« Je chante Haendel depuis que je suis enfant, et j’ai même écrit sur lui. Et, même si je ne chante pas assez de Lully et de Rameau, je suis fasciné par la musique baroque française, que j’interprète avec beaucoup de joie : elle a une couleur, une qualité harmonique, un traitement des mots très différents ! », dit le ténor Ian Bostridge au sujet du récital donné à Dijon ce dimanche 13 mars. Un superbe parcours dirigé par Christophe Rousset et ses Talens Lyriques dans l’univers baroque, de Lully, à Haendel, en passant par Purcell et Rameau, voilà donc ce qui nous est promis. On ne présente plus ni le premier, à la maturité vocale et musicale épanouie, au timbre reconnaissable entre tous, ni le second que ses qualités placent au tout premier rang des interprètes baroques.
Dès l’ouverture d’Amadis, tout est là : la majesté et la grâce. Il en ira de même de toutes les pages orchestrales. Peut-on surpasser les Talens Lyriques, conduits par Christophe Rousset ? La direction est inspirée, souple, attentive, impulsant ce qu’il faut d’énergie, imposant des phrasés exemplaires, des accents toujours justes, des nuances et des contrastes parfaits. Les cordes, soyeuses, nerveuses et agiles, les flûtes (traversières ou à bec) babillardes et colorées, un continuo discret et toujours élégant, que demander de plus ?
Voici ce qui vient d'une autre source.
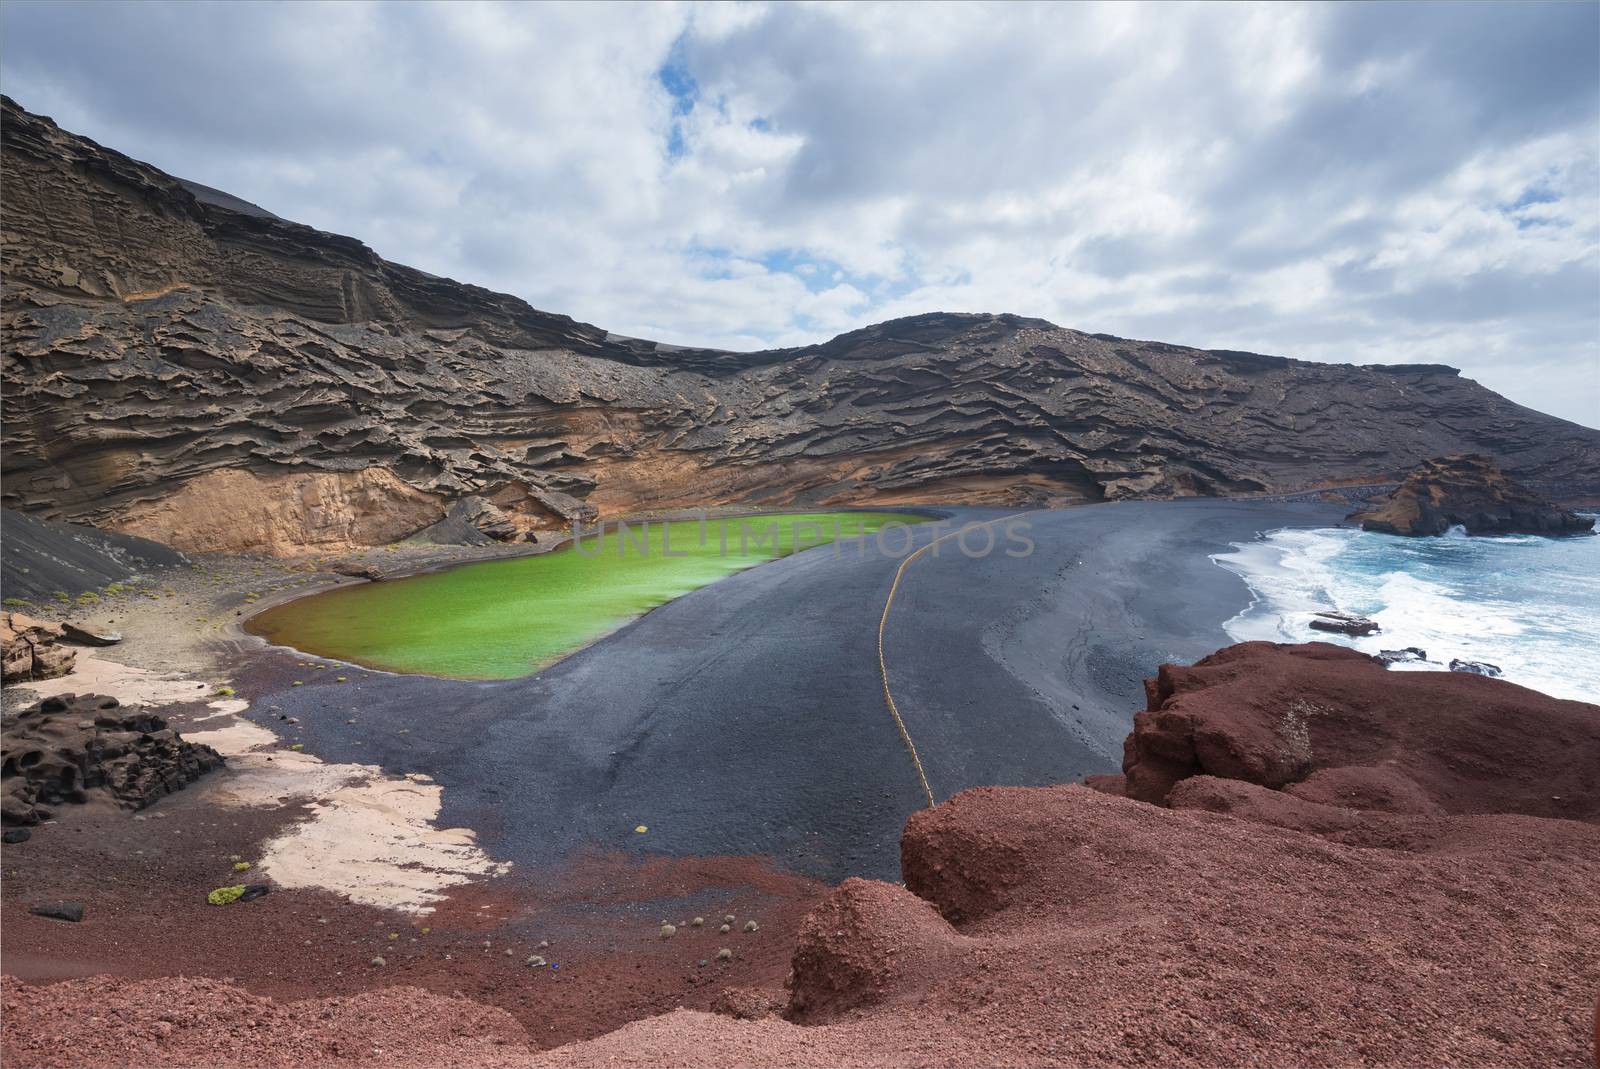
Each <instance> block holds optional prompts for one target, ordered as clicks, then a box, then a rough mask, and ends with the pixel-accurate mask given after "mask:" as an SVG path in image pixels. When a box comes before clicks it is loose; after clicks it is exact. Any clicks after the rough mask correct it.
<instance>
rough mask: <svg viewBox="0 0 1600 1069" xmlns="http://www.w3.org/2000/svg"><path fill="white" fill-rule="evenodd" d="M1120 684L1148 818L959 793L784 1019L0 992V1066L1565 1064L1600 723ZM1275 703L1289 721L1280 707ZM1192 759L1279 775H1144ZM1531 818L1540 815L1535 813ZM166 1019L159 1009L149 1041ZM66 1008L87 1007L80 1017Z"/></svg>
mask: <svg viewBox="0 0 1600 1069" xmlns="http://www.w3.org/2000/svg"><path fill="white" fill-rule="evenodd" d="M1149 690H1150V703H1152V706H1154V711H1152V712H1146V714H1139V715H1141V719H1142V720H1141V725H1139V727H1138V728H1136V731H1134V735H1136V736H1141V739H1139V743H1138V744H1136V746H1133V747H1131V751H1133V752H1136V754H1138V755H1144V754H1157V755H1158V760H1160V763H1162V768H1163V770H1165V773H1163V778H1168V779H1170V783H1168V784H1166V786H1165V787H1163V791H1162V795H1163V800H1165V802H1166V807H1160V805H1147V803H1144V802H1139V800H1136V799H1126V797H1115V794H1114V792H1102V791H1091V789H1086V787H1082V786H1064V787H981V789H976V791H965V792H962V794H958V795H955V797H954V799H950V800H947V802H944V803H941V805H938V807H936V808H931V810H923V811H918V813H915V815H914V816H912V818H910V821H909V823H907V827H906V834H904V837H902V842H901V858H902V869H904V877H906V888H899V887H894V885H890V883H878V882H870V880H846V882H845V883H843V885H842V887H840V888H837V890H835V891H834V893H832V895H829V896H827V898H826V899H822V903H821V904H819V906H818V907H816V909H814V911H813V912H811V914H810V917H808V919H806V922H805V923H803V925H802V930H800V936H798V946H797V951H795V957H794V965H792V975H790V981H789V983H790V1013H789V1018H790V1019H784V1018H781V1016H776V1015H773V1008H774V995H776V994H778V992H776V983H773V984H766V986H762V984H760V983H758V981H757V986H755V987H731V989H728V991H723V994H722V995H718V997H717V999H715V1002H714V1003H712V1005H714V1008H715V1010H717V1013H694V1011H688V1010H677V1011H674V1013H667V1015H666V1016H654V1018H648V1019H642V1021H635V1023H632V1024H627V1026H626V1027H622V1029H619V1031H616V1032H611V1034H606V1035H600V1037H598V1039H594V1040H587V1042H581V1043H573V1045H568V1047H560V1048H557V1050H547V1051H534V1050H530V1048H528V1047H526V1045H525V1040H523V1039H520V1037H517V1034H515V1032H514V1031H512V1026H510V1021H509V1018H504V1015H501V1016H494V1015H491V1013H490V1015H486V1013H483V1011H478V1010H475V1008H474V1007H470V1005H464V1003H459V1002H446V1000H440V999H437V997H434V995H426V994H422V992H419V991H405V989H394V991H384V992H371V994H366V995H362V997H358V999H350V1000H342V1005H341V1003H339V1002H338V1000H320V1002H307V1003H296V1005H290V1007H278V1008H274V1005H272V1003H267V1002H266V1000H259V999H254V997H253V995H248V994H245V992H243V991H238V989H230V987H224V986H221V984H210V983H202V981H141V983H128V981H74V983H66V984H51V986H46V987H27V986H18V984H11V983H6V986H5V995H6V1005H5V1018H3V1035H5V1048H3V1051H0V1058H3V1059H5V1063H6V1064H24V1066H32V1064H61V1066H78V1064H262V1066H286V1064H363V1063H366V1064H395V1063H398V1061H403V1059H413V1061H416V1063H430V1061H432V1063H438V1061H448V1063H450V1064H458V1066H488V1064H493V1066H685V1064H694V1066H909V1064H941V1066H992V1064H1008V1066H1013V1064H1014V1066H1059V1064H1093V1066H1166V1064H1184V1066H1235V1064H1296V1066H1341V1067H1342V1066H1400V1064H1451V1066H1507V1064H1517V1066H1522V1064H1538V1066H1571V1067H1574V1069H1576V1067H1581V1066H1590V1064H1592V1059H1594V1043H1592V1039H1594V1035H1592V1032H1594V1021H1595V1018H1594V1011H1595V1007H1594V1000H1595V978H1597V976H1600V896H1597V895H1595V893H1594V888H1595V887H1600V819H1597V818H1600V813H1597V808H1595V799H1597V794H1600V792H1597V789H1595V786H1597V784H1595V776H1597V775H1600V762H1597V760H1595V751H1594V744H1595V728H1594V727H1592V725H1595V723H1600V709H1597V707H1594V706H1587V704H1582V703H1562V701H1554V699H1549V698H1544V696H1542V695H1536V693H1533V691H1526V690H1523V688H1518V687H1514V685H1510V683H1504V682H1499V680H1490V679H1480V677H1466V675H1453V674H1445V672H1418V674H1395V675H1389V674H1384V671H1382V669H1381V667H1378V666H1376V663H1373V661H1371V659H1370V658H1365V656H1362V655H1357V653H1350V651H1349V650H1341V648H1336V647H1325V645H1318V643H1314V645H1307V647H1274V645H1269V643H1248V645H1242V647H1232V648H1229V650H1222V651H1219V653H1218V655H1213V656H1211V658H1206V659H1205V661H1202V663H1200V664H1197V666H1192V667H1174V666H1168V667H1166V669H1163V671H1162V674H1160V675H1158V677H1157V679H1154V680H1150V685H1149ZM1291 701H1301V703H1304V706H1302V707H1301V711H1299V712H1296V714H1294V715H1291V717H1285V715H1283V709H1285V707H1286V706H1288V703H1291ZM1157 722H1158V723H1157ZM1152 725H1154V727H1152ZM1285 725H1286V727H1285ZM1152 760H1154V759H1152ZM1202 762H1210V763H1213V765H1216V767H1218V768H1222V767H1226V768H1232V770H1243V771H1246V773H1262V775H1266V778H1270V779H1274V781H1275V783H1274V784H1272V786H1266V784H1262V783H1256V781H1250V779H1243V778H1224V776H1219V775H1208V773H1206V771H1192V770H1189V771H1186V773H1184V775H1176V776H1173V771H1174V770H1179V768H1189V767H1194V765H1200V763H1202ZM1285 770H1296V771H1294V773H1293V778H1288V779H1280V773H1285ZM1147 771H1149V770H1147ZM1285 775H1286V773H1285ZM1126 783H1128V784H1130V786H1133V784H1134V783H1139V784H1146V786H1149V783H1154V779H1149V778H1139V776H1130V778H1128V781H1126ZM1102 786H1110V784H1102ZM1555 795H1560V797H1555ZM1541 799H1542V800H1541ZM1541 807H1546V808H1549V810H1558V808H1562V807H1565V810H1562V811H1560V813H1554V811H1552V813H1539V815H1530V813H1536V811H1539V810H1541ZM1554 815H1558V816H1566V818H1571V819H1550V816H1554ZM85 927H88V922H86V923H85ZM291 938H298V928H296V930H294V936H291ZM645 941H646V943H650V944H651V946H654V941H653V939H648V936H646V938H645ZM733 946H747V944H733ZM685 965H686V967H688V962H685ZM509 968H510V970H514V971H515V967H509ZM576 970H578V967H576V965H574V967H573V970H566V968H563V970H562V973H560V978H562V979H560V983H566V976H568V973H570V971H576ZM621 971H622V975H619V976H618V978H616V981H614V983H618V984H619V986H626V984H627V983H632V981H630V976H629V975H630V973H632V971H634V970H621ZM690 971H691V973H693V968H690ZM522 975H523V973H515V976H510V978H509V983H526V981H525V979H518V978H520V976H522ZM554 981H555V976H554V975H550V976H549V978H544V983H554ZM184 984H187V986H190V987H184ZM195 995H198V999H197V997H195ZM534 997H542V994H541V995H534ZM170 1010H174V1011H176V1023H178V1026H179V1027H178V1029H174V1031H163V1029H162V1027H160V1026H162V1024H163V1023H168V1021H163V1019H162V1016H160V1013H165V1011H170ZM90 1015H93V1016H96V1018H99V1019H101V1024H99V1026H96V1027H82V1023H83V1021H85V1019H86V1018H88V1016H90ZM446 1029H448V1034H446ZM453 1037H459V1039H453ZM491 1042H494V1043H501V1045H498V1047H490V1043H491Z"/></svg>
La stature élancée de Ian Bostridge, son engagement physique ne sont pas sans rappeler un autre ténor, singulier s’il en fut, Hugues Cuenod. La voix est sans commune mesure, sonore, bien timbrée, d’une large tessiture, projetée à merveille, avec une ligne très soutenue, un galbe singulier. L’ornementation riche, jamais ostensible, renouvelée, paraît naturelle. L’intelligence du texte et du livret, la pronociation sont telles qu’il en remontrerait à plus d’un chanteur français, locuteur natif… Ne parlons pas de l’anglais de Purcell et de Haendel. Après l’air où Amadis déplore l’indifférence d’Oriane, c’est le célèbre air du sommeil de Renaud qui retient l’attention. Le caractère champêtre souligné par la ritournelle participe à ce modèle de style, d’élégance raffinée. L’air, bref, du marin de Didon et Enée permet de découvrir ce ton simple, populaire, sans apprêt que le chanteur trouve naturellement. L’aisance et le naturel, avec une intense poésie, pour les deux autres airs de Purcell vont nous conduire à Rameau. Toute la palette expressive est mise à profit dans les deux airs de Pygmalion dont « Règne Amour, fais briller tes flammes », qui sera repris en bis : le chant s’y fait virtuose, avec une agilité et une longueur de souffle peu communes. Jelyotte, le créateur devait être réellement un chanteur prodigieux. Les deux grandes pages de Haendel, où la dimension orchestrale est amplifiée, avec un récitatif accompagné introduisant l’air de Jephta, permettent d’achever ce récital sur des sommets. La première collaboration de Ian Bostridge et de Christophe Rousset, parfaitement aboutie, permet d’augurer une suite. Le concert, enregistré à Dijon, sera diffusé sur Culturebox le lundi 21 mars à 20h30.